Мацко остановился у проволочной сетки и дружелюбно колотит хвостом.
— Сам убедишься, Ху, — означает это виляние в переводе со звериного, — человек заботится о тебе.
— Пустите меня на волю, — вновь щелкает клювом филин, — и я сам выберу добычу по вкусу!
— Сейчас тебе принесу и водички, — говорит заботливый Ферко, приметив, что Ху, купаясь, расплескал всю воду из цементного корытца. — Стоять здесь, Мацко!
И Мацко ждет, настолько-то он понимает: если человек говорит «стоять», значит, нельзя бежать вскачь за ним. Пес стоит у проволочной дверцы и знай себе почесывается.
— Там, в конюшне, целая гора этих крикливых птиц.
— Мы охотились, — надувается важностью Ху. — Правда, это не та охота, какую мы любим, но все же охота; очень многие из вороньего племени напали на меня, а человек из куста бил их грохочущей палкой.
— Человек умеет охотиться даже издалека, — почесывается Мацко. — Как-то в одного моего приятеля вошло бешенство, а человек только издали показал на него какой-то палкой, один раз громыхнул ею, и собаке пришел конец.

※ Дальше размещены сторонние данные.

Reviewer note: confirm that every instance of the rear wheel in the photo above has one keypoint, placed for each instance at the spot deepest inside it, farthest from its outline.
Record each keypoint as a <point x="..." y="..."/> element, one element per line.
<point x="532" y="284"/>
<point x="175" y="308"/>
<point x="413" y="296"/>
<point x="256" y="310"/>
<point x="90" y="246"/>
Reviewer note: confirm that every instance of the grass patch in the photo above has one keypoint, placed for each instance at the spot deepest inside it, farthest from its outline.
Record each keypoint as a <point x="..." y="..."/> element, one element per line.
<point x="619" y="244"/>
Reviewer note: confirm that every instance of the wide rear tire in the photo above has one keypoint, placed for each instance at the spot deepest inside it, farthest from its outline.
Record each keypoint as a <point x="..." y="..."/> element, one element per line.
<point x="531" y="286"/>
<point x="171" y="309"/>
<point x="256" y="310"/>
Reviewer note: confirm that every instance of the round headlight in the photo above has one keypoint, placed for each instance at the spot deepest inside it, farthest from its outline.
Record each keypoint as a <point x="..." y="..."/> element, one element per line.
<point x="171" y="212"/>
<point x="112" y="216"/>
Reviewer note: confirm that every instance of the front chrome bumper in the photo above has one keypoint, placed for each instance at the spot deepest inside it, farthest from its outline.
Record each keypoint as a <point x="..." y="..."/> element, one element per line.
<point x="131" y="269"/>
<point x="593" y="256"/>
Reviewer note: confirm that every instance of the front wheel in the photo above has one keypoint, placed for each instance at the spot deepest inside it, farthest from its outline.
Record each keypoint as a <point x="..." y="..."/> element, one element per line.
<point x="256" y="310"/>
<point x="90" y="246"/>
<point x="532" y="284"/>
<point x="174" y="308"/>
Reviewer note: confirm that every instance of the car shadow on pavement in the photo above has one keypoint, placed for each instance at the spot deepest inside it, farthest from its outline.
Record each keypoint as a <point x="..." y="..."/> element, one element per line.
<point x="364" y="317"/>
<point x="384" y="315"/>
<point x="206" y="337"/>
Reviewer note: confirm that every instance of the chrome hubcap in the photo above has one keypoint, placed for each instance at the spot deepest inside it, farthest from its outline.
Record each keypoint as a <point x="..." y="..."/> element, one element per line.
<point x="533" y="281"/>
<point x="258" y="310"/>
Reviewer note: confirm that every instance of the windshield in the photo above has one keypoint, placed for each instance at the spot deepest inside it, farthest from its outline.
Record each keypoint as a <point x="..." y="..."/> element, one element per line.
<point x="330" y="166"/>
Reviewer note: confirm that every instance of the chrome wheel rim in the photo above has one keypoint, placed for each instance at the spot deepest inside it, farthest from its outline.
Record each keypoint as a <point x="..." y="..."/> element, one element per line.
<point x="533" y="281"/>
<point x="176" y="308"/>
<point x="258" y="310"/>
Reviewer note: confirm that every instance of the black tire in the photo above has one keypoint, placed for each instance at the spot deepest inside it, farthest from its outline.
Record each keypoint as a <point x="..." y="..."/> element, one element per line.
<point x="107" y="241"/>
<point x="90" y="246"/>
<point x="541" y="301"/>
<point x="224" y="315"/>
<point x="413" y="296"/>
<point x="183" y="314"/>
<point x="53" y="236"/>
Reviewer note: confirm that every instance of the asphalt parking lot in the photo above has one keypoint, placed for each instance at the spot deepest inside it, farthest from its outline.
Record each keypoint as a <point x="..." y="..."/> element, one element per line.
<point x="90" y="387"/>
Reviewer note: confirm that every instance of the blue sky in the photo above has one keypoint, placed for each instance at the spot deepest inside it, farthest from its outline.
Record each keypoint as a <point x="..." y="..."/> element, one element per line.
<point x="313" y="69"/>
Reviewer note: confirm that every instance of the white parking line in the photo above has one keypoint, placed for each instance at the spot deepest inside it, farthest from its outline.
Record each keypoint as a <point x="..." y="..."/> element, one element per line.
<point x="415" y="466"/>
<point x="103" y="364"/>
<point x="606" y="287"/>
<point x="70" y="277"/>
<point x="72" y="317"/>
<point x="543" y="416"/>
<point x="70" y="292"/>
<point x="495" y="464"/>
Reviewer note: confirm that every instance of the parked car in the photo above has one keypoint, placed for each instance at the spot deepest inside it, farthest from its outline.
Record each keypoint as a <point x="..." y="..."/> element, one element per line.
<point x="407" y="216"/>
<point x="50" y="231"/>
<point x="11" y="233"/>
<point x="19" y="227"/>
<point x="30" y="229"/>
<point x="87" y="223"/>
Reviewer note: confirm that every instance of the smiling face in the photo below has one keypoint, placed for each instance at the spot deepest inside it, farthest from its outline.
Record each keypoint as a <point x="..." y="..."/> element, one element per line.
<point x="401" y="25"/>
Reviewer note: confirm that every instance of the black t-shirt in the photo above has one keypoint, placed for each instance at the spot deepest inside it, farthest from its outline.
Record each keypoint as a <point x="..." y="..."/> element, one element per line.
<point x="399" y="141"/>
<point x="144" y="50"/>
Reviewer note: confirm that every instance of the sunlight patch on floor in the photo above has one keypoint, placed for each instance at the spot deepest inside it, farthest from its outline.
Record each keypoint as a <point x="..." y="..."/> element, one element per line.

— Верю, верю, — захлопал глазищами Ху, — потому что сам видел… Человек просунул эту палку в просвет куста, и вороны так и попадали, пришел им конец. Точно так же человек поступил и с ястребом, и даже убил орла, а ведь орел в два раза крупнее меня…
Тут вернулся с ведерком Ферко и наполнил водой корытце.
— Вот тебе вода! — рассуждал вслух конюх. — Хочешь купайся, а хочешь пей. Чего же тебе еще не хватает?
Ферко осмотрелся по сторонам и, убедившись, что у филина есть теперь все необходимое, повернул к дому, — конечно же, в сопровождении Мацко, который считал своим долгом проводить Ферко до двери. Но только до двери, и ни шагу дальше. На прощание пес радушно махнул хвостом, а Ферко почесал ему за ухом.